Thursday, July 12, 2007

Fred Thompson makes case against holding past legal work against him

USATODAY.com:

'Dredging up clients' from his legal past to use against him is a 'gambit of those schooled in the creative uses of law and politics,' soon-to-be Republican presidential candidate Fred Thompson writes at the influential conservative blog Power Line.

Thompson never mentions the Los Angeles Times report from Saturday about officials at the National Family Planning and Reproductive Health Association saying they hired Thompson in the early 1990s to lobby on the 'pro-choice' group's behalf (Thompson's aides have said he had not done so)....

Thompson adds that:

• The practice of law is a business as well as a profession. It's the way you support your family. And if a client has a legal and ethical right to take a position, then you may appropriately represent him as long as he does not lie or otherwise conduct himself improperly while you are representing him. In almost 30 years of practicing law I must have had hundreds of clients and thousands of conversations about legal matters. Like any good lawyer, I would always try to give my best, objective, and professional opinion on any legal question presented to me.

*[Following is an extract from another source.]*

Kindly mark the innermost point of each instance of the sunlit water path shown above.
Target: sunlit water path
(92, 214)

This was once true. It was certainly the Washington game as Thompson, among many others, played it. (Ditto now Chief Justice Roberts, who used his past representation of occasional liberal clients to assuage left critics of his nomination.)

I'm not sure it is very true any longer, as true believers and moral crusaders (from both sides, to at least some degree) have imposed standards of moral purity on professions built on different assumptions.

One consequence, I think, is that many worthy potential public leaders are no longer willing to risk seeking public office, and most of those who do are no longer so worthy. Human lives lived fully do not often produce stick figures willing to wear ideological caricatures as their life masks.

(Did that make sense? Words can get away from you in this medium.)